Could you explain the significance of your article to the non-specialist?

The solid oxide fuel cell (SOFC) constitutes a promising technology for meeting future energy needs over a range of scales, from MW power generation to power supply (in the form of micro-SOFC) for laptops and handheld electronics. SOFCs generally use yttria-stabilised zirconia (YSZ) as the oxygen ion conducting electrolyte. One recent approach to achieving successful application of SOFC technology has been to examine whether the oxygen ion conductivity of polycrystalline YSZ can be improved by reducing the grain size to the nanometre scale. Unfortunately, answers to this question have been contradictory: some report a large enhancement in total conductivity; others see little if no effect. By following in our measurements the motion of oxygen ions alone, we show that grain boundaries hinder oxygen ion transport; consequently we can say that, where observed, increased conductivity has a different origin (e.g. protons).

What has motivated you to conduct this work?

The rationale behind reducing the grain size is the belief that diffusion along grain boundaries is faster than in the grains, as is commonly found in metals. Thus, reducing the grain size, and thereby increasing the volume fraction of grain boundaries, should result in enhanced oxygen ion transport. In ionic solids, however, this simple picture can be complicated by the presence of space-charge regions at the grain boundaries. In order to reach unambiguous conclusions regarding the various possible transport processes (in the grain, in the space-charge, in the grain boundary core), one requires nano-grain-size samples that are free of pores and microcracks, since such microstructural imperfections also act as fast diffusion paths. Such samples have up to now been unobtainable with conventional methods of preparation. Using Spark Plasma Sintering (SPS) we have recently managed to produce macroscopic, 100% dense samples of nano-YSZ (UC Davis) and perform oxygen diffusion measurements on them (RWTH Aachen).

Where do you see this work developing in the future?

Our work suggests that strain or dissolved water in the form of protons may explain the enhanced total conductivity of nano-YSZ. In particular we have started to examine the incorporation and migration of protons in nano-YSZ. Another direction for future research concerns alternative SOFC electrolytes. We believe that our results for nano-YSZ are transferable to the current alternative oxygen ion conducting electrolytes, doped ceria and doped lanthanum gallate. It remains to be seen if there are ceramic electrolytes for which nano-grained samples show enhanced oxygen ion transport.

Are there any particular challenges facing future research in this area?
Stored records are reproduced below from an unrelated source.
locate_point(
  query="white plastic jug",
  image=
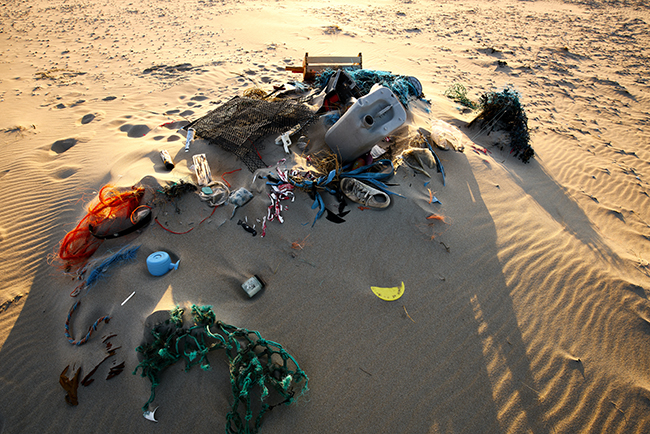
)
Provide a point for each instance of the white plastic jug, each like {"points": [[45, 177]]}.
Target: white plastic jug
{"points": [[370, 119]]}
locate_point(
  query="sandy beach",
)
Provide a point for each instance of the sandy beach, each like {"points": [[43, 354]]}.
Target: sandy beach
{"points": [[525, 304]]}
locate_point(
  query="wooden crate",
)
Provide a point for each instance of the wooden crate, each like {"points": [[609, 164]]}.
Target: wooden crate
{"points": [[316, 64]]}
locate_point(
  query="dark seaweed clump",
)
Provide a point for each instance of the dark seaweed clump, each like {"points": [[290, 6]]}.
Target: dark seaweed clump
{"points": [[503, 110]]}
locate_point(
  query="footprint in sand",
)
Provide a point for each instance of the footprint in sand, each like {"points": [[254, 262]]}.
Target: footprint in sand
{"points": [[64, 172], [135, 130], [60, 146]]}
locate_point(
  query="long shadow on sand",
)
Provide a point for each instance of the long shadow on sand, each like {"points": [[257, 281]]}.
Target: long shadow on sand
{"points": [[448, 356]]}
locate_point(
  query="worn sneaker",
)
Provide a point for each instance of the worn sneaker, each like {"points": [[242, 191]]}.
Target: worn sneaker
{"points": [[364, 194]]}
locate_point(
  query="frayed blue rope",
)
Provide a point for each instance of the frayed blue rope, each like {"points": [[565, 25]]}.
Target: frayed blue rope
{"points": [[122, 255]]}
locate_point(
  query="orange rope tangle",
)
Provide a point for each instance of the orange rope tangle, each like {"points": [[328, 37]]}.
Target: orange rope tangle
{"points": [[113, 206]]}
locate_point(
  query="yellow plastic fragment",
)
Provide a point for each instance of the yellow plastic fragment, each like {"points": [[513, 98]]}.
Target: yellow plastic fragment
{"points": [[389, 294]]}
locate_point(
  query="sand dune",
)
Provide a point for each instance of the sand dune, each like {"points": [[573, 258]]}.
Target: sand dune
{"points": [[525, 310]]}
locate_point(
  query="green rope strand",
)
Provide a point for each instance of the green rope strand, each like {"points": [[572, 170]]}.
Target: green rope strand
{"points": [[251, 360]]}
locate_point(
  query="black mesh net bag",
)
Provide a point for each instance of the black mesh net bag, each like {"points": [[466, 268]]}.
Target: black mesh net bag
{"points": [[239, 125]]}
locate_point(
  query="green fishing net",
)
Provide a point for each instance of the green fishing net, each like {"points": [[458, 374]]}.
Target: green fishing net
{"points": [[457, 92], [256, 364], [504, 110]]}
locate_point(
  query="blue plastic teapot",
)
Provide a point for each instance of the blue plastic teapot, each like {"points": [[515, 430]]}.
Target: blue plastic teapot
{"points": [[160, 263]]}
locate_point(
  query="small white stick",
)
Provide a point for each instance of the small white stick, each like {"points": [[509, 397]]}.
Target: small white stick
{"points": [[128, 298]]}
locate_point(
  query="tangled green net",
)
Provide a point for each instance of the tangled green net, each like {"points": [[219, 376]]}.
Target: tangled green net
{"points": [[504, 110], [457, 92], [255, 363]]}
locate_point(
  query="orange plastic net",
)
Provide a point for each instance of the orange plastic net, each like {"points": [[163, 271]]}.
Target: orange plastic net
{"points": [[109, 213]]}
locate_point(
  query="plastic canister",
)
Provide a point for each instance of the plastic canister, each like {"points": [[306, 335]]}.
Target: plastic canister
{"points": [[370, 119]]}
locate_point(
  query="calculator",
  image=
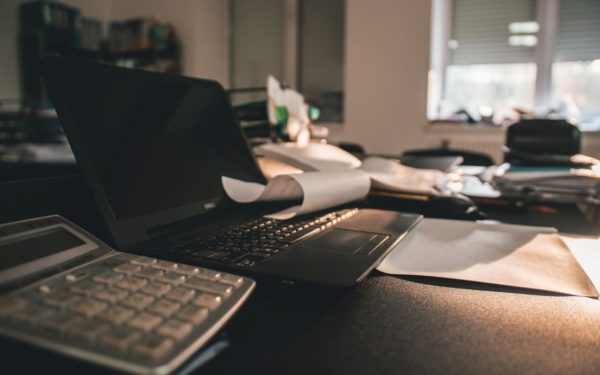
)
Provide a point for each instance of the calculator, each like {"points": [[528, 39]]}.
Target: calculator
{"points": [[65, 290]]}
In our simplified model of possible diffusion processes in a polycrystalline oxide with space-charge regions at the grain boundaries, one can consider four separate diffusion processes: within a grain, along the grain boundary core, and parallel and perpendicular to the space-charge regions. With current models one can only differentiate, as we have done, between a grain diffusivity and an effective interface diffusivity that combines the three other diffusivities. One outstanding challenge is to develop appropriate models that would allow the extraction from experimental data of all four diffusion coefficients.